Os oficiais soviéticos presentes no submarino tinham que decidir se revidariam ou não. A maioria dos militares a bordo do B-59 entendeu o que parecia evidente: uma guerra entre as superpotências havia começado e eles estavam sendo atacados. Sem comunicação de rádio com Moscou já a alguns dias, o capitão do submarino, Valentín Savítski, mais uma vez tentou entrar em contato com o seu Comando na capital soviética, mas não conseguiu, reforçando ainda mais a suposição de que uma guerra nuclear provavelmente já estivesse em pleno curso.   


Para agravar a situação, o submarino encontrava-se com pouca energia e com baixas reservas de oxigênio, sendo necessário subir à superfície para recarregá-lo. Três oficiais que comandavam a embarcação precisavam escolher em comum acordo: ou subiriam à superfície e cumpririam as exigências americanas ou revidariam e lançariam torpedos, entre eles, um nuclear. De acordo com tripulantes, o capitão Savítski estava pronto para atacar, assim como o oficial político da tripulação Ivan Semonovich. Uma discussão aconteceu e apenas um terceiro oficial foi contra o lançamento de um artefato nuclear, o capitão Vassíli Arkhípov, que era responsável por toda a flotilha, convenceu seus colegas de que lançar um torpedo nuclear era uma decisão precipitada e muito perigosa e o melhor a fazer seria ir a superfície em segurança e tentar um novo contato com Moscou. Por sorte, horas depois, foi possível estabelecer comunicação com a sede do Comando soviético, evitando assim um conflito em larga escala. 

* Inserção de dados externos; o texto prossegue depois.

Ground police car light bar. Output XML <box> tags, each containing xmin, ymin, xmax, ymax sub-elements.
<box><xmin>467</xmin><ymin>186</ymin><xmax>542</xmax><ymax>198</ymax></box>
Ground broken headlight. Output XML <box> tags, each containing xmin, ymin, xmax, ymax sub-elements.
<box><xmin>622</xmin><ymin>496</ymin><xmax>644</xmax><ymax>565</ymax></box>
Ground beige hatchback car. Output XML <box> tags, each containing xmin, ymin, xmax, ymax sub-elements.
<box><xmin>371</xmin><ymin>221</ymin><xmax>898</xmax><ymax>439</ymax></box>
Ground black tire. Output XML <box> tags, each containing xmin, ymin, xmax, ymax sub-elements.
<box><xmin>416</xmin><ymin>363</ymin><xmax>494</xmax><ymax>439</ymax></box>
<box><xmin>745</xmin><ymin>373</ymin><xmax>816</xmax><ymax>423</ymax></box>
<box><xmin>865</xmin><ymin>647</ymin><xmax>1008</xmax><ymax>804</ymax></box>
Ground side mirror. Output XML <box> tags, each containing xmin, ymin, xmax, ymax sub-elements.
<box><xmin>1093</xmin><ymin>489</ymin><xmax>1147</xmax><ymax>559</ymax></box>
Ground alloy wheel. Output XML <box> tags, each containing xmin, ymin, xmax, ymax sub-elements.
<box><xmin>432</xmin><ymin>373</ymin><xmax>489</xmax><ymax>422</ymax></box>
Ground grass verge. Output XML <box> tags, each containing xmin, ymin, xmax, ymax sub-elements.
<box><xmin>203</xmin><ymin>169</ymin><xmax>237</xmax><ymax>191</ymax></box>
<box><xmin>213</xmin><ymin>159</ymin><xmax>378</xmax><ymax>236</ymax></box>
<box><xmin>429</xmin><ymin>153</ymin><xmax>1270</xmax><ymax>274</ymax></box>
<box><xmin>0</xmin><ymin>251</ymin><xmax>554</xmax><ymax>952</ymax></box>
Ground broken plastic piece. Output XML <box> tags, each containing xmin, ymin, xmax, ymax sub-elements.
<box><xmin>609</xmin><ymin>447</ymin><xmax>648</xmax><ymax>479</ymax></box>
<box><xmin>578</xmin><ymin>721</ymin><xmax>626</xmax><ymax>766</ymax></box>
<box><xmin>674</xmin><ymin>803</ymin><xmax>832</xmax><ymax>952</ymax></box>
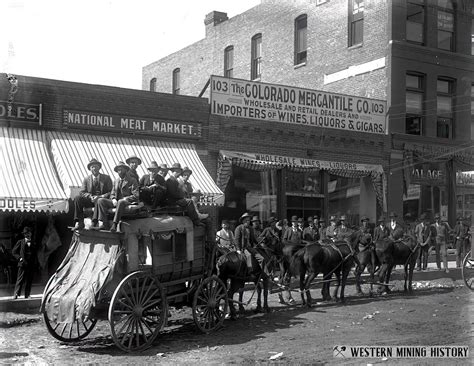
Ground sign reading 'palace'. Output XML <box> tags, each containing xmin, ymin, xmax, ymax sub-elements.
<box><xmin>211</xmin><ymin>76</ymin><xmax>387</xmax><ymax>134</ymax></box>
<box><xmin>64</xmin><ymin>109</ymin><xmax>201</xmax><ymax>138</ymax></box>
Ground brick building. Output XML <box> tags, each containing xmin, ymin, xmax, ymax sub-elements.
<box><xmin>0</xmin><ymin>74</ymin><xmax>222</xmax><ymax>282</ymax></box>
<box><xmin>142</xmin><ymin>0</ymin><xmax>474</xmax><ymax>224</ymax></box>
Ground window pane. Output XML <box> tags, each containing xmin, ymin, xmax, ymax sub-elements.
<box><xmin>406</xmin><ymin>91</ymin><xmax>423</xmax><ymax>114</ymax></box>
<box><xmin>437</xmin><ymin>95</ymin><xmax>453</xmax><ymax>116</ymax></box>
<box><xmin>406</xmin><ymin>75</ymin><xmax>422</xmax><ymax>89</ymax></box>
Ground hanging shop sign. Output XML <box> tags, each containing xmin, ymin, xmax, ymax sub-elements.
<box><xmin>0</xmin><ymin>101</ymin><xmax>41</xmax><ymax>124</ymax></box>
<box><xmin>211</xmin><ymin>75</ymin><xmax>387</xmax><ymax>134</ymax></box>
<box><xmin>220</xmin><ymin>150</ymin><xmax>383</xmax><ymax>173</ymax></box>
<box><xmin>63</xmin><ymin>109</ymin><xmax>202</xmax><ymax>139</ymax></box>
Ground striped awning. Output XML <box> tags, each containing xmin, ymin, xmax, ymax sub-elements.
<box><xmin>48</xmin><ymin>131</ymin><xmax>224</xmax><ymax>205</ymax></box>
<box><xmin>0</xmin><ymin>127</ymin><xmax>68</xmax><ymax>212</ymax></box>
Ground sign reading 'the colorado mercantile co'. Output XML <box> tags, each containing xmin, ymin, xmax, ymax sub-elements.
<box><xmin>64</xmin><ymin>109</ymin><xmax>201</xmax><ymax>138</ymax></box>
<box><xmin>211</xmin><ymin>75</ymin><xmax>387</xmax><ymax>134</ymax></box>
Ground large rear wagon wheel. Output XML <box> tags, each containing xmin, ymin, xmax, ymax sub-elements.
<box><xmin>43</xmin><ymin>313</ymin><xmax>97</xmax><ymax>342</ymax></box>
<box><xmin>109</xmin><ymin>272</ymin><xmax>167</xmax><ymax>352</ymax></box>
<box><xmin>462</xmin><ymin>252</ymin><xmax>474</xmax><ymax>290</ymax></box>
<box><xmin>193</xmin><ymin>276</ymin><xmax>228</xmax><ymax>333</ymax></box>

No dia seguinte, 28 de outubro de 1962, após treze dias de tensão, Kruschev e Kennedy chegaram a um acordo. A crise dos mísseis estava terminada, com os submarinos soviéticos recebendo ordens para deixar as águas cubanas e retornar à União Soviética. Os soviéticos se comprometeram a retirar os mísseis instalados na ilha caribenha. Em troca, os Estados Unidos se comprometeram que não tentariam invadir Cuba novamente. Os americanos ainda se comprometiam em remover os mísseis da OTAN estacionados na Turquia. 

 

Durante uma conferência realizada em 2002 e dedicada ao 40º aniversário da Crise dos Mísseis em Cuba. Vadím Orlóv, antigo oficial de inteligência da União Soviética, revelaria importantes e desconhecidos detalhes do episódio envolvendo o submarino soviético. Destacando a forma como o planeta chegou bastante próximo de uma guerra nuclear e o importante papel de Arkhípov impedindo essa catástrofe. Ainda em 2002, Robert McNamara, Secretário de Defesa dos Estados Unidos no período da Crise dos Mísseis, afirmaria que o mundo "chegou muito perto" da guerra nuclear, "mais perto do que sabíamos".  


Arkhípov não receberia qualquer homenagem ou reconhecimento oficial após a crise dos mísseis. Pelo contrário, sua história permaneceria secreta até 2002. Arkhípov continuaria sua carreira na Marinha alcançando o posto de vice-almirante em 1981. Após a aposentadoria, viveu discretamente com sua família na região de Moscou, falecendo em 1998. 



Conclusão. 



 

Terminada a Crise dos Mísseis, as intensas negociações entre os Estados Unidos e a União Soviética demonstraram a importância do estabelecimento de uma linha de comunicação rápida e direta entre Washington e Moscou. Vários acordos diplomáticos reduziriam drasticamente as tensões EUA-União Soviética durante os anos seguintes.


Em 1963, as superpotências concordaram com a proibição de testes envolvendo armas nucleares. Em 1968, tal acordo foi convertido no importante Tratado de Não Proliferação de Armas. Apesar da crise dos mísseis ter se encerrado de forma pacífica entre EUA e a União Soviética, Cuba sofreria um bloqueio comercial, financeiro e econômico por parte do governo norte-americano que se estende até os dias de hoje.